The challenges facing haredi communities at this time are particularly difficult. Families are very large – the average is more than seven children – and most of the older boys live and learn in yeshivas away from home. Apartments are generally small and cannot easily be adapted to having so many people in them all day.
The Health Ministry is printing information about the regulations in Yiddish, the language mainly used in haredi communities. But this is not enough. The rabbinic leaders of these communities have a moral duty to explain to their members the devastating consequences of ignoring the measures taken for their own safety. Cars with loudspeakers should patrol the streets, reminding people to stay indoors. The rabbis must explain the situation in terms their communities can understand. And police must ensure the rules are abided by.

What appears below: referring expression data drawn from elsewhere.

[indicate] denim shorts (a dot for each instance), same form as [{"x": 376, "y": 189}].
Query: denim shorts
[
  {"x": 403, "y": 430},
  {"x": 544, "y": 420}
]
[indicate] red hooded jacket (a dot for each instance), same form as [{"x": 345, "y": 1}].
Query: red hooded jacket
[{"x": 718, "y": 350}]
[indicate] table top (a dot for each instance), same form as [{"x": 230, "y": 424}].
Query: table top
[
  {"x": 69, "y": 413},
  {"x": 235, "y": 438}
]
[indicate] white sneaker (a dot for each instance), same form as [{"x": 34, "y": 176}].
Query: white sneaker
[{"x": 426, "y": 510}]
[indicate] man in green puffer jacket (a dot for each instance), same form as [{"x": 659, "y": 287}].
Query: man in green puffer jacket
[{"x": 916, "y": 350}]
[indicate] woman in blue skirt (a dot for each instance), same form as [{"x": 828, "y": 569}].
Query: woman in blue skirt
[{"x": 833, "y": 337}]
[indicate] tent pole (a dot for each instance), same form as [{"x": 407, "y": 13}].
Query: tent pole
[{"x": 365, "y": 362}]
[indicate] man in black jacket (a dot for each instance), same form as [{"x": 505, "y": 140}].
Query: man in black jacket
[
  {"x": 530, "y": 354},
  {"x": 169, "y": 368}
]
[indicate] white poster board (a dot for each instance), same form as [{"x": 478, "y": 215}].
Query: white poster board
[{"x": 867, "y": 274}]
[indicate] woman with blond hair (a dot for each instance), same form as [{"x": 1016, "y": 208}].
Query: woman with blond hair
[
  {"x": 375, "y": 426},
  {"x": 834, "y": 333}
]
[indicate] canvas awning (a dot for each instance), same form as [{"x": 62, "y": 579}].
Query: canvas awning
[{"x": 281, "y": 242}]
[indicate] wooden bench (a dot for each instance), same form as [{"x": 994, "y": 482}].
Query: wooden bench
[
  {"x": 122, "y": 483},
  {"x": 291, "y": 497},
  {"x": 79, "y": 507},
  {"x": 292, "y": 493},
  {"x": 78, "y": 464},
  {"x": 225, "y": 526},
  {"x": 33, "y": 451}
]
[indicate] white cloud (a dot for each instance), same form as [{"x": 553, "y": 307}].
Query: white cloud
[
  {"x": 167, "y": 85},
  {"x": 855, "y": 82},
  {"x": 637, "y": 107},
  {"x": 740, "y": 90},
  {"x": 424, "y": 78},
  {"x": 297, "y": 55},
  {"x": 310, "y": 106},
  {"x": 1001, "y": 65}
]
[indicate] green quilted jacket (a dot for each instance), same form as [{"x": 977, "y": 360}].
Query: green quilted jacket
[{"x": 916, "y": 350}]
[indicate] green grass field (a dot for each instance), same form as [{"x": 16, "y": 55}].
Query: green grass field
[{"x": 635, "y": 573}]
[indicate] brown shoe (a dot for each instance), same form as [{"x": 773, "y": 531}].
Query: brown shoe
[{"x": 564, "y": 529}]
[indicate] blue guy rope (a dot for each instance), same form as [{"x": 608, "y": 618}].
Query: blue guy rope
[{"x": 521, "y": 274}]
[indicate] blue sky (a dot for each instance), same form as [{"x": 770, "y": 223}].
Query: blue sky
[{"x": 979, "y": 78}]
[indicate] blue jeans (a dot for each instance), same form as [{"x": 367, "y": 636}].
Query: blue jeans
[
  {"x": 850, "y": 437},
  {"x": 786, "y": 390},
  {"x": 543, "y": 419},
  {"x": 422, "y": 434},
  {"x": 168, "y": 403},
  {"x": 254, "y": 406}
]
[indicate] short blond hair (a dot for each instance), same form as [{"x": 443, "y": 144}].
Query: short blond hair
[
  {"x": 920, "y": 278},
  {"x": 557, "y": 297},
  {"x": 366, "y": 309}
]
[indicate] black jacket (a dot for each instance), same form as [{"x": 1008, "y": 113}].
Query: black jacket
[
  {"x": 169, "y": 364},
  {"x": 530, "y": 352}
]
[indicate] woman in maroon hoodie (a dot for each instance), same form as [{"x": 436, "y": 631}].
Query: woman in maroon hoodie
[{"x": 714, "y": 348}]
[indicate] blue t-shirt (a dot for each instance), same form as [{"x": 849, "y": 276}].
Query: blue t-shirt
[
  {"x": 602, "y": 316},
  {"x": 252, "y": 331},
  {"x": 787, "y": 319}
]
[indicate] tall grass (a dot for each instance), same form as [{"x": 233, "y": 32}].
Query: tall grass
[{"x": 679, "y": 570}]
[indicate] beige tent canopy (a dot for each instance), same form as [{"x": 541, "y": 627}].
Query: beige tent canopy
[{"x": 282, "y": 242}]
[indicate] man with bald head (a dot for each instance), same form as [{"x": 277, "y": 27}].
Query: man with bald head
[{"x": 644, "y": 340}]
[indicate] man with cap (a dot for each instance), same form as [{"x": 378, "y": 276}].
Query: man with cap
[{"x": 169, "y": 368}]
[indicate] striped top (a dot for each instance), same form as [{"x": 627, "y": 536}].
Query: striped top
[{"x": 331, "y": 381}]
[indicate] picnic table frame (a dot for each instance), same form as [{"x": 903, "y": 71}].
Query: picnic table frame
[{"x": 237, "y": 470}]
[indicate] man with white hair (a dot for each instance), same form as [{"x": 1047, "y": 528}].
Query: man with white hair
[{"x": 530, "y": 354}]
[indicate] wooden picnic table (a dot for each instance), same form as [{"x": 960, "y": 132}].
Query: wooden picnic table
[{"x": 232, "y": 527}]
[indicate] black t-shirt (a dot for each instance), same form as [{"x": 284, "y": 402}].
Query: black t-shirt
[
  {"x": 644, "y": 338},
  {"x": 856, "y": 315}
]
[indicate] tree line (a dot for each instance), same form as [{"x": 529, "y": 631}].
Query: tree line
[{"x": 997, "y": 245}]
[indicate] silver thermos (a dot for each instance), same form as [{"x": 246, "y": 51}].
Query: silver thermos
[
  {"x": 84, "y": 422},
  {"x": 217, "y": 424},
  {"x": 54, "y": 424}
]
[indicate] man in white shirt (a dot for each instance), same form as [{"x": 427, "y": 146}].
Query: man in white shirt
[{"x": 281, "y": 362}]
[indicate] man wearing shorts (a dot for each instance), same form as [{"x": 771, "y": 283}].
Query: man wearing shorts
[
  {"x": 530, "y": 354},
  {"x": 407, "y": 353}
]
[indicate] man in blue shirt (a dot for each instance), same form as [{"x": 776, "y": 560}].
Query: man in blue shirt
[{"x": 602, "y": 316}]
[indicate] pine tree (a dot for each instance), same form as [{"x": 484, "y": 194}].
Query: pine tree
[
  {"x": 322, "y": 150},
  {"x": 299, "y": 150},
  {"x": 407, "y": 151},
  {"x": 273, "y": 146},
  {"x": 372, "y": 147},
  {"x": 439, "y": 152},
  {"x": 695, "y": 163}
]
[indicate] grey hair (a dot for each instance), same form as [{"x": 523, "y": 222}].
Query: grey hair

Israel, the Jewish state, is facing a huge test with the start of the Passover holiday next week. Jews across the religious spectrum from secular to ultra-Orthodox usually gather with friends and family for Seder night. This year we are all being asked to do it alone, in small family units, without aunts, uncles, cousins and especially without grandparents.
This will be painful, but essential. There is no more important precept in Judaism than saving lives. In Deuteronomy (4:15) we read the injunction: “Venishmartem meod lenafshtechem” (“Be very careful with your lives”). This is truly the time to abide by that Divine commandment.